Pemerintah melalui Kementerian P2MI telah menjalankan berbagai inisiatif, seperti peningkatan diplomasi ketenagakerjaan dan pengembangan platform digital untuk perekrutan PMI.
Mukhtarudin optimistis dengan strategi adaptif, target 2025 dapat tercapai tanpa mengorbankan kualitas penempatan. “Ekonomi global penuh tantangan, termasuk inflasi dan konflik geopolitik.
Oleh karena itu, kita harus fleksibel tapi tetap ambisius,” tandasnya. Ia juga menekankan pentingnya dukungan Kemenko PM agar program strategis terkait PMI dapat berjalan optimal.
Koordinasi dengan Kemenko PM akan difokuskan pada penguatan regulasi, pencegahan penempatan ilegal, dan peningkatan program vokasi untuk mendukung kompetensi PMI.

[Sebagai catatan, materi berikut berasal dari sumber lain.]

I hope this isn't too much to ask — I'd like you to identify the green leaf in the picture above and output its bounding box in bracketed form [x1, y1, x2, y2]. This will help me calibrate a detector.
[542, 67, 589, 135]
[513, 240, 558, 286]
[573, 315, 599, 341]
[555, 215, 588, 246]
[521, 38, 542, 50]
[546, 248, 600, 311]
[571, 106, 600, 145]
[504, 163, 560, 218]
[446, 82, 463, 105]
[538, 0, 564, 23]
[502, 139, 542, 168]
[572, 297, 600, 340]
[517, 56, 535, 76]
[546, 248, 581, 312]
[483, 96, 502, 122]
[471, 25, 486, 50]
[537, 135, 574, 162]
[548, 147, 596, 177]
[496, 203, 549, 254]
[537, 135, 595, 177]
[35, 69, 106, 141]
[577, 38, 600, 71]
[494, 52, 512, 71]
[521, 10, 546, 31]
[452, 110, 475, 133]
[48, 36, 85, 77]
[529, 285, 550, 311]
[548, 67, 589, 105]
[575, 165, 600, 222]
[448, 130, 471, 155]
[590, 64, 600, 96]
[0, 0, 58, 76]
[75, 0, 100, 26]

“Kementerian P2MI adalah kementerian baru, sehingga kolaborasi dengan Kemenko PM dan kementerian/lembaga lain menjadi kunci agar perlindungan dan penempatan PMI lebih kuat, terintegrasi, dan berdampak langsung bagi pekerja kita,” ungkapnya.
Perjalanan Karier
Mukhtadin memulai kariernya sebagai staf pengajar di STIE Nusantara dan juga pernah menjadi pengusaha swasta. Sebelum terjun ke dunia politik, ia bekerja sebagai pegawai negeri di Departemen Tenaga Kerja (Depnaker) dengan jabatan terakhir sebagai Kepala Bidang Promosi Penanaman Modal Daerah Kabupaten Kotawaringin Barat (1990–2002).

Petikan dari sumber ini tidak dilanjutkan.